The Bible in a Year – 25 September

If this is your first viewing, please see my Introduction before reading this.

25 September. 2 Chronicles chapters 1-4

If 1 Chronicles was mostly about the reign of King David, the second part of the work is mostly about the reign of Solomon. It starts with the building of the Temple, with which David had charged him.

If there is one thing that stands out to me reading this, it is that the world of the ancient near east – known from the earliest times for its trade routes – suddenly seems to have become much more commercialised. This is summarised in 1:15 as “The king made silver and gold as common in Jerusalem as stone, and he made cedar [a Lebanese import] as plentiful as the sycomore of the Shephelah.”  Going by the English translation, words such as “import” and “export” appear, possibly for the first time in the Bible.

To achieve such a project, which was four years in the planning before construction started (3:2), required significant international trade.  Solomon negotiated with Hiram (or Huram) of Tyre for supplies of large quantities of timber, with payment in cereals, oil and wine.  The chief craftsman was also recruited from Tyre, and was of mixed race – Huram-Abi, “the son of one of the Danite women, his father a Tyrian” (2:13).  Gone, it seems, was any sense of God’s people needing to keep themselves pure by not mixing with foreigners.  Economic progress tends to go hand-in-hand with international trade, and with migration of labour as an essential adjunct.  Which is why it seems to me (if I may be permitted a political statement) crazy to think that Britain leaving the EU and restricting migration could ever be economically beneficial.

The Temple may have had a mainly religious purpose, but its benefits in terms of economic growth, international co-operation and technical expertise were enormous.  Solomon’s request to God for wisdom and skill in managing the Temple project and ruling his growing nation was indeed rewarded, as God promised him, with unsought riches.

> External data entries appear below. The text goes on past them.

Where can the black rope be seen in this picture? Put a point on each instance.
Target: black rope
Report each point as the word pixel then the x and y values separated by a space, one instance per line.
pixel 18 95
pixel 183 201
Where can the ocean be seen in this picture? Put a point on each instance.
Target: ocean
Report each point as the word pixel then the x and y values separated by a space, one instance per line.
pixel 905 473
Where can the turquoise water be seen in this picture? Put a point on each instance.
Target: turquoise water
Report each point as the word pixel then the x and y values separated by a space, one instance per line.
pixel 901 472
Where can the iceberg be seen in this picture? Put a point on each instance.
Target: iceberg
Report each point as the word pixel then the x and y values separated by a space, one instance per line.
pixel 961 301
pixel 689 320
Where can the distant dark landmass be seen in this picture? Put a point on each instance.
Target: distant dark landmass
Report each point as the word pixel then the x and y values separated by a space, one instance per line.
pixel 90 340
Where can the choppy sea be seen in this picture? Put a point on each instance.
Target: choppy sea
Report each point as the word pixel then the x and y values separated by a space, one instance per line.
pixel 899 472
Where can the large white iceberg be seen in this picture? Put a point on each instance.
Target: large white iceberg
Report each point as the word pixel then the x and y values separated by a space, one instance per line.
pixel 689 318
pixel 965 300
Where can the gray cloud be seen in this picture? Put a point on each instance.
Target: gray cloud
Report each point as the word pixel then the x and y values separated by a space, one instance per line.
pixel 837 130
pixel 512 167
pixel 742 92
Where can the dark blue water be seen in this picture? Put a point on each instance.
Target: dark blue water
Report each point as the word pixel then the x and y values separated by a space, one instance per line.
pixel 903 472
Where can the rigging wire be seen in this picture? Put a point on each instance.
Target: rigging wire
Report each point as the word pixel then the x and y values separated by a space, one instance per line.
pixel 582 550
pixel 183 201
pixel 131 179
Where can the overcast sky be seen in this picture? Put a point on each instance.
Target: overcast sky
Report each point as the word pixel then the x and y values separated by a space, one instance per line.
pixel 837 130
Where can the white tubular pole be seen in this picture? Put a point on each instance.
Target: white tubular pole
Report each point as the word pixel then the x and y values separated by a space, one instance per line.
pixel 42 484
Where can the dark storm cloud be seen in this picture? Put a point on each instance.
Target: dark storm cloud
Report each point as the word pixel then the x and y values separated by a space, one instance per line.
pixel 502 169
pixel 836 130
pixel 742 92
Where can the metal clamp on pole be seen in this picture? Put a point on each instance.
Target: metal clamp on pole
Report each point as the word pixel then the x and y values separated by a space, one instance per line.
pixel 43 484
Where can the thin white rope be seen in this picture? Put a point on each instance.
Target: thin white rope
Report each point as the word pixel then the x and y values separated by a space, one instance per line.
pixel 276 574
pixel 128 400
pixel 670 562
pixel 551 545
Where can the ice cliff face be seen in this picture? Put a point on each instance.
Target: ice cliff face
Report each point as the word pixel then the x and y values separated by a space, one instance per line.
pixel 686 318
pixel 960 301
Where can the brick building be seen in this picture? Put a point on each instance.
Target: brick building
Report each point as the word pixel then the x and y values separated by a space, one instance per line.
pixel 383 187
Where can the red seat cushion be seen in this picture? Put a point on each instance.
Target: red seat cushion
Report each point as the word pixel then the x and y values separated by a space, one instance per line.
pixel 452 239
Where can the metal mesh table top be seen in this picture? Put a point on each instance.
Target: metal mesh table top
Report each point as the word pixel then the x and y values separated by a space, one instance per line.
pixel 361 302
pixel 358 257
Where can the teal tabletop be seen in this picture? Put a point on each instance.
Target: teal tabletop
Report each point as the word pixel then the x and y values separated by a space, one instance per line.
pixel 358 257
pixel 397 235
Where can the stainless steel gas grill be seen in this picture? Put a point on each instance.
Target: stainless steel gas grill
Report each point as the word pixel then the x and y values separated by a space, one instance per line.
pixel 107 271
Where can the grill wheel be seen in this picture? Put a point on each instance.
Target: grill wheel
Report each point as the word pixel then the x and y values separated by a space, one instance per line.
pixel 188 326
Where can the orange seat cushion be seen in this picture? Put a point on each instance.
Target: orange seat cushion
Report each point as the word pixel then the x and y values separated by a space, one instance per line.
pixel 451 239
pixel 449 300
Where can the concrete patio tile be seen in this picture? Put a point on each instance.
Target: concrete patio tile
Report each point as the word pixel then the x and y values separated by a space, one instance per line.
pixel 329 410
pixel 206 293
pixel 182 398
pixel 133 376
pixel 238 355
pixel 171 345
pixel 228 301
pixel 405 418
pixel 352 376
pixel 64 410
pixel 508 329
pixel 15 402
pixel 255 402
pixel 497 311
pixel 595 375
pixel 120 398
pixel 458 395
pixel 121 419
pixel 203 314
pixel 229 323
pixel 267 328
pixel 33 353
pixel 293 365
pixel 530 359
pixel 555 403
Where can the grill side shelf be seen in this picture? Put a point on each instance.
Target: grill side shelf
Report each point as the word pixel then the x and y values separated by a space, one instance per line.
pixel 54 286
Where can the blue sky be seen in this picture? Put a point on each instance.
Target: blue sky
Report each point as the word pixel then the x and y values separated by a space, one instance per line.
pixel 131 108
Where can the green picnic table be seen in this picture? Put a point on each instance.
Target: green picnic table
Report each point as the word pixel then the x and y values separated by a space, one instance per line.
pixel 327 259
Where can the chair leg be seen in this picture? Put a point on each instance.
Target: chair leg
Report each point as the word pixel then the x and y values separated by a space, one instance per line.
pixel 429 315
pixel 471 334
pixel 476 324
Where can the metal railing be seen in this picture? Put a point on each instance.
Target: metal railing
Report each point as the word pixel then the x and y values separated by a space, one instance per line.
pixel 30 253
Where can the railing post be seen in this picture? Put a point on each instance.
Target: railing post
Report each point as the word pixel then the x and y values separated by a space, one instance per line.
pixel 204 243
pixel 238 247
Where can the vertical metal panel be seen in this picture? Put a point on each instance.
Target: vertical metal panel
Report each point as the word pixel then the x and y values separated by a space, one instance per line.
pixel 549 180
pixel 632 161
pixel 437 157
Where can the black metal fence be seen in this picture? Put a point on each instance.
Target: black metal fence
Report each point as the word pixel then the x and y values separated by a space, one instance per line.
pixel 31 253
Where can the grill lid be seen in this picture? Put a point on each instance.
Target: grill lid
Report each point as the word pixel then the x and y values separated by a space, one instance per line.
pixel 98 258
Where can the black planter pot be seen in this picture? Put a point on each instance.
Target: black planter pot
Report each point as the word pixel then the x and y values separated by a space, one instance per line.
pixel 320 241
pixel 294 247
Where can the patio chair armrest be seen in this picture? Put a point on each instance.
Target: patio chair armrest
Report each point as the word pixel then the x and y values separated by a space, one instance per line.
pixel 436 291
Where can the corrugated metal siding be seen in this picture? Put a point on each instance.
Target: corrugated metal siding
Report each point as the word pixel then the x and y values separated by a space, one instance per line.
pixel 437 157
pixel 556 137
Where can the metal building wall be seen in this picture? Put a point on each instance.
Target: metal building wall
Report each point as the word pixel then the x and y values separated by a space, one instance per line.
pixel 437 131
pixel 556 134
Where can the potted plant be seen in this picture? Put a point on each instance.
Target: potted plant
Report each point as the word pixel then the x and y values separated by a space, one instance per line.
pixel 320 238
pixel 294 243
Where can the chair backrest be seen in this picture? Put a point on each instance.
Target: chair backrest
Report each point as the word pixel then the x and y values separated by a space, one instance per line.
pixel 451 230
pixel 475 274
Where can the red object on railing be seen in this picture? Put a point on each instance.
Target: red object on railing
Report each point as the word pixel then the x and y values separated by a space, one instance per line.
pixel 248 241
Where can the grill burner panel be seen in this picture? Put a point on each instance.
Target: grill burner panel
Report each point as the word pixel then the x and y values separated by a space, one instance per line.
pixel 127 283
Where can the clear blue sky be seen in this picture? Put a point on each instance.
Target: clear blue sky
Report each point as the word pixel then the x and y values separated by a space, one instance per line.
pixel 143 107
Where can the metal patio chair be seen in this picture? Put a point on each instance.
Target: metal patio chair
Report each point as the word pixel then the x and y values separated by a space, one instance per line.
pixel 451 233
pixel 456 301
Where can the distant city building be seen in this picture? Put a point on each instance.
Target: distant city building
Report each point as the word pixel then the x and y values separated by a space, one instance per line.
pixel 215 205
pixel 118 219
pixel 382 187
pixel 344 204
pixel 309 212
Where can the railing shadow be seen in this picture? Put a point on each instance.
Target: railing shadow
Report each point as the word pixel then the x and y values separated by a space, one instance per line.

But that is not to say it benefited everyone in the land. More controversially to our eyes, the Temple was to be built with conscripted labour.  A census identified 153,600 aliens (immigrants) in the land, and all of them were conscripted either as quarrymen, builders or overseers thereof.  Probably not quite slaves, but ‘bonded labour’ might be a reasonable term, and the overseers were also recruited from their own communities rather than Israelites, much as the ‘gangmasters’ in charge of large numbers of immigrant labourers in the UK today – who often lack fair wages and other legal rights as a result.